3. We did some maths…
What were our financial objectives of moving to the cloud? We weren’t going to sell more tickets. We didn’t have any other event to cross sell. Then the objective was purely to reduce hosting costs (and we have). But then we forgot to include everything in our costings. If you go through the same don’t forget, for example, to include the costs for your research, setup, learning curve, development and (especially) testing activity, because you’ll get a bill for those too.

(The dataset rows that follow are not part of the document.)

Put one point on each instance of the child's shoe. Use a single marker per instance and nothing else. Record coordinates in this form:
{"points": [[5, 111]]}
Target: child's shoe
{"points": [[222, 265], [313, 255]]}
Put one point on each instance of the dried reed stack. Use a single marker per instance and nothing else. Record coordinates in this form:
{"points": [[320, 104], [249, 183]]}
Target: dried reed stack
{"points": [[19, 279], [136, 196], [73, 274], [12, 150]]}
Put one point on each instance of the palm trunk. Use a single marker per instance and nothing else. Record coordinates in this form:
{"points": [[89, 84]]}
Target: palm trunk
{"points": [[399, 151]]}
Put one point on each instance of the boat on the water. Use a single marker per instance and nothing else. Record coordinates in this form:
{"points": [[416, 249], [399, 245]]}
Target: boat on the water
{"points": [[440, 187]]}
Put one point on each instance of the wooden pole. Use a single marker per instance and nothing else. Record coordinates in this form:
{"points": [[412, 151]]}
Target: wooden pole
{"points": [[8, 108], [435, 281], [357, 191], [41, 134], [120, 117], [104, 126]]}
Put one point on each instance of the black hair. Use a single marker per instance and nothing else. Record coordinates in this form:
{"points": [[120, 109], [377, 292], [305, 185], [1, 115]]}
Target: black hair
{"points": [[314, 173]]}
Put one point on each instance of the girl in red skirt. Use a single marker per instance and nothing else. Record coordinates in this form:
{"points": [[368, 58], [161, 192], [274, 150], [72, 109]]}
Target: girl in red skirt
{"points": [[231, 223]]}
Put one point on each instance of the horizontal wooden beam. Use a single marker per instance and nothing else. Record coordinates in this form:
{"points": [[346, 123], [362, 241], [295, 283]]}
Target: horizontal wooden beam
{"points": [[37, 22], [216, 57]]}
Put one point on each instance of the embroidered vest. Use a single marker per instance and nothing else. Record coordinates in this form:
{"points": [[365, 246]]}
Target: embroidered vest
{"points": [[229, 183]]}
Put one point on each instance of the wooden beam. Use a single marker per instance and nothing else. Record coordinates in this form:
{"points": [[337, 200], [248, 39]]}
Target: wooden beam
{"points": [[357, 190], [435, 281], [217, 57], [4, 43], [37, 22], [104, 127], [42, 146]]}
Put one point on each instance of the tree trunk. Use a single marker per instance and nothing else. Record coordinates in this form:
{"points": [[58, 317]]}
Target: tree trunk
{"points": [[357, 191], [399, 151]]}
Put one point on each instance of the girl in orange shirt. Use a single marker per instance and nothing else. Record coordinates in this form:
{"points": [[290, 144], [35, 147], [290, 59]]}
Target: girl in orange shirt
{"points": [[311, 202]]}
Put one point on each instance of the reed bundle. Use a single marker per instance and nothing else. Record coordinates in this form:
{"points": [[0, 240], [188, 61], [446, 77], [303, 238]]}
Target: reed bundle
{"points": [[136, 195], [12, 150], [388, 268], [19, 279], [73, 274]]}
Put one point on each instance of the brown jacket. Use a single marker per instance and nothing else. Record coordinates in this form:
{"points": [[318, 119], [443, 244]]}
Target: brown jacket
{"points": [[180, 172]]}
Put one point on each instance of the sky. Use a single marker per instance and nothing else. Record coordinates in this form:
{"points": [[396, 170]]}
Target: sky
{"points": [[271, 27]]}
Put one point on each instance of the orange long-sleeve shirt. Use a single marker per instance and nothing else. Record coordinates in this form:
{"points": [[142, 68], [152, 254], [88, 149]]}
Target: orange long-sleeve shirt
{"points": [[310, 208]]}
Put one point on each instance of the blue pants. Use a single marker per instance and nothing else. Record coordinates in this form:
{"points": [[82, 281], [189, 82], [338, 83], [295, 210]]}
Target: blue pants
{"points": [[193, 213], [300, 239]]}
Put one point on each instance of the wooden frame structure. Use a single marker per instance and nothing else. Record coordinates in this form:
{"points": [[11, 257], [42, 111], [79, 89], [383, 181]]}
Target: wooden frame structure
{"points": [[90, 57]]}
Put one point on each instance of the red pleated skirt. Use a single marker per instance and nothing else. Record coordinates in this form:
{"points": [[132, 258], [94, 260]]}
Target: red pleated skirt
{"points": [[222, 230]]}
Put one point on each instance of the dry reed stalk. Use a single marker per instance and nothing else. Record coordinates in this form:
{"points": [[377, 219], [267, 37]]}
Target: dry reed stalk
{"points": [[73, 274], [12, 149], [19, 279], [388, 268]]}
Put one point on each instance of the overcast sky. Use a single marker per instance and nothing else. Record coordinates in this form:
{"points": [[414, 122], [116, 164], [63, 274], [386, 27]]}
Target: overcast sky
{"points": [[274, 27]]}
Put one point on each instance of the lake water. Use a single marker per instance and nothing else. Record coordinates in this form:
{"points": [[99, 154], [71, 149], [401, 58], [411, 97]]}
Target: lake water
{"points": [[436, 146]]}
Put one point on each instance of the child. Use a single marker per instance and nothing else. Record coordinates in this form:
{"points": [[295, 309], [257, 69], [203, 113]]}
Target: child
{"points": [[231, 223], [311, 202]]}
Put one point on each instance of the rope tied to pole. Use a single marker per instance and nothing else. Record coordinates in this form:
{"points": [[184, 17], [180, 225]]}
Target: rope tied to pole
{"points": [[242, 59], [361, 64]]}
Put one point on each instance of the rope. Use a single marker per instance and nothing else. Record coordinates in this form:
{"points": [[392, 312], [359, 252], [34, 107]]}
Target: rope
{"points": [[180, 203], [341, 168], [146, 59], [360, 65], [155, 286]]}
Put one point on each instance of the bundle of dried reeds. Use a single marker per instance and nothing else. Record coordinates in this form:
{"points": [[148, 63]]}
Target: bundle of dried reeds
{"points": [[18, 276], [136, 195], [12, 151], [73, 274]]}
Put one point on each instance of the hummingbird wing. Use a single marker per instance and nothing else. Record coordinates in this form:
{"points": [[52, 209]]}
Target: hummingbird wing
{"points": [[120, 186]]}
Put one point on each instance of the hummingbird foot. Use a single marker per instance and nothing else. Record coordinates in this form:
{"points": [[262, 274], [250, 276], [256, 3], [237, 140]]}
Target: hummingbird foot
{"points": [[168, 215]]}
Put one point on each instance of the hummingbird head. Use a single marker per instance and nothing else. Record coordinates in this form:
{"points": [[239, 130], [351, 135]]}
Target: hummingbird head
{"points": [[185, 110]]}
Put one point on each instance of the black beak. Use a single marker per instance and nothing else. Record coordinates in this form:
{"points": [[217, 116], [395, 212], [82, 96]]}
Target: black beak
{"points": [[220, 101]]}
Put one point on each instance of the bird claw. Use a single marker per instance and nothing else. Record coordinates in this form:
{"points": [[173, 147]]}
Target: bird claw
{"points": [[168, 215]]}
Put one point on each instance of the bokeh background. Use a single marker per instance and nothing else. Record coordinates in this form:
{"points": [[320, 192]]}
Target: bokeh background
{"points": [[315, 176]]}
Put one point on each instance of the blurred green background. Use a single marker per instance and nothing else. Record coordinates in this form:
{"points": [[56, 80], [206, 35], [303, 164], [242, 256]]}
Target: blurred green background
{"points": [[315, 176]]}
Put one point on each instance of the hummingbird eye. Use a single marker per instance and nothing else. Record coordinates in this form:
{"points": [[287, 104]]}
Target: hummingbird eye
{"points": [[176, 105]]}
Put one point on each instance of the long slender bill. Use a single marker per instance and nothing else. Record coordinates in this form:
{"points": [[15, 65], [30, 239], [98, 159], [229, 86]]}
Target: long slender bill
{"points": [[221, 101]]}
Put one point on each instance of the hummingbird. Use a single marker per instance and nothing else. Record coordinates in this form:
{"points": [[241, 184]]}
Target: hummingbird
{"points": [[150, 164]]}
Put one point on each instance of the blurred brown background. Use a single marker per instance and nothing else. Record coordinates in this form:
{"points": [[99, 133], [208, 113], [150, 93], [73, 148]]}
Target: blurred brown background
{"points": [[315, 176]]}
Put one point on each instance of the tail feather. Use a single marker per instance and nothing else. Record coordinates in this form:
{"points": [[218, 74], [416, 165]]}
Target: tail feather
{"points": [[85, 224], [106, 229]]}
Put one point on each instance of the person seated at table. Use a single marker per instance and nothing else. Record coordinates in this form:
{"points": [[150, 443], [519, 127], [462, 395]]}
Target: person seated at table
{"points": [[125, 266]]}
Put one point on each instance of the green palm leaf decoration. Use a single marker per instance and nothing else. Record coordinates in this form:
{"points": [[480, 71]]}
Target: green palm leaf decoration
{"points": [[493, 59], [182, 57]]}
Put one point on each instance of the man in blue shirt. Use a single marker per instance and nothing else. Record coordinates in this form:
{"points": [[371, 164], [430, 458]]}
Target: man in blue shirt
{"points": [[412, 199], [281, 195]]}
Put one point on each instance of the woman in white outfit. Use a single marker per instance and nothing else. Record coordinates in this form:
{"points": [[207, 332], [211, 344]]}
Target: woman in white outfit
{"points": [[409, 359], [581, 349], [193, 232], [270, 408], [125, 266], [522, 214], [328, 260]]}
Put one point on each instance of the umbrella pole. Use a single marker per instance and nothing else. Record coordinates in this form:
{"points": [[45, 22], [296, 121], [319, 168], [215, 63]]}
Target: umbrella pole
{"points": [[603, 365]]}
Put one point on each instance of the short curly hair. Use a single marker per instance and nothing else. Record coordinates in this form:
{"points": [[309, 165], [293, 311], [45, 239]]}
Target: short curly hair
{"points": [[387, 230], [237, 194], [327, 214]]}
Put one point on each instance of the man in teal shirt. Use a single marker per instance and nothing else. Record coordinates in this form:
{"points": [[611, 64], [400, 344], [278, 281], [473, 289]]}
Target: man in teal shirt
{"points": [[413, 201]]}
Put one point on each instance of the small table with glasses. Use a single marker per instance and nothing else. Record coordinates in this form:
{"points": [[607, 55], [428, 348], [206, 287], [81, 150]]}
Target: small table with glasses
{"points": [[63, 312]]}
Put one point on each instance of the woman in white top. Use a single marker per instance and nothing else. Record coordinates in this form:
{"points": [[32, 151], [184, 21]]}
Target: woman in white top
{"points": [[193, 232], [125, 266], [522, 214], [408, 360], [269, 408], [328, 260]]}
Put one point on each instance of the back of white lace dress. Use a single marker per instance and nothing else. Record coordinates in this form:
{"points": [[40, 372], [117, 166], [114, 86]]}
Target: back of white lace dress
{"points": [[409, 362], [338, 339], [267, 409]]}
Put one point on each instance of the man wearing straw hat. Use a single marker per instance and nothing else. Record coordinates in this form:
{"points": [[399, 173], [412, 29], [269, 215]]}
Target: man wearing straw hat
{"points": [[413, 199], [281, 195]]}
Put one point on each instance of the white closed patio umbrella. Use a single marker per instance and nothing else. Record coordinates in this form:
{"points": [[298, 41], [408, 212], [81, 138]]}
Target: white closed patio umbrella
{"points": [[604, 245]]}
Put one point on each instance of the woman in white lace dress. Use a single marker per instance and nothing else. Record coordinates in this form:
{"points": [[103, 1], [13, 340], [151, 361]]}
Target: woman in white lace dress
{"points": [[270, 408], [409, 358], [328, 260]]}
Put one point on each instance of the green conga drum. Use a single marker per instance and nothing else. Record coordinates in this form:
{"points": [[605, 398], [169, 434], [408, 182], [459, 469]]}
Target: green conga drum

4. We did some more maths….
Our ticket inventory and sales model were fixed. We had a lot of tickets but not nearly enough to satisfy demand. We had unpredictable (huge) demand peaks and wanted to reduce the possibility of our sites being swamped. The decision we had to take from an economy of scale perspective was, “is there any real point in letting more customers into our shop than we have tickets to sell?” Did we want to focus the solution on serving promptly the customers we could serve, rather than allowing millions of customers, who we could not possibly serve, wander around our site?
5. We did even more maths….
Would our payment gateway be able to handle the throughput? Would our other third parties increase the total transaction time or become a bottleneck? How many single points of failure would we still have even after migrating to the cloud and how many of those would be still out of our control?”